燃焼の基本に注目し、問題点の中にブレークスルーのポイントを見出す。その意味ではSKY-Gとも重なるが、出所が同じ鬼才:人見光夫パワートレイン開発部長の頭脳ということを考えればある種の共通点も納得が行く。SKY-Dの低圧縮比14による副次的効果として、高い圧縮圧力に耐えることから開放されたことでピストン、コンロッド、クランクシャフトなどといった構成部品の強度と質量を大幅に軽減できるようになったことがある。SKY-Gの14が高圧縮比でSKY-Dの14は低圧縮比。同じ数字が異なる評価となるところが内燃機関の奥深さということになるのだろうが、この数字の一致は生産が共通のラインで可能になるというもう一つの副産物をもたらした。

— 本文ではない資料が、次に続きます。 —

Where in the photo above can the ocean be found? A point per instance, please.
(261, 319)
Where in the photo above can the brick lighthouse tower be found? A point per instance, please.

現在のマツダは乗用車のほぼ全量を国内生産で賄っている。超円高の為替環境では非常に厳しい境遇だが、SKY-Dは欧州のステージ6(ユーロ6)、北米のTier2Bin5とともに日本のポスト新長期規制にも対応している。CO2排出量は従来の138g/kmからハイブリッド領域に迫る105g/km(6速MT)を実現。SKY-DRIVEのデータは未公開だが、ここしばらくは(10年ぐらい?)は使える見込みが立ったといえそうだ。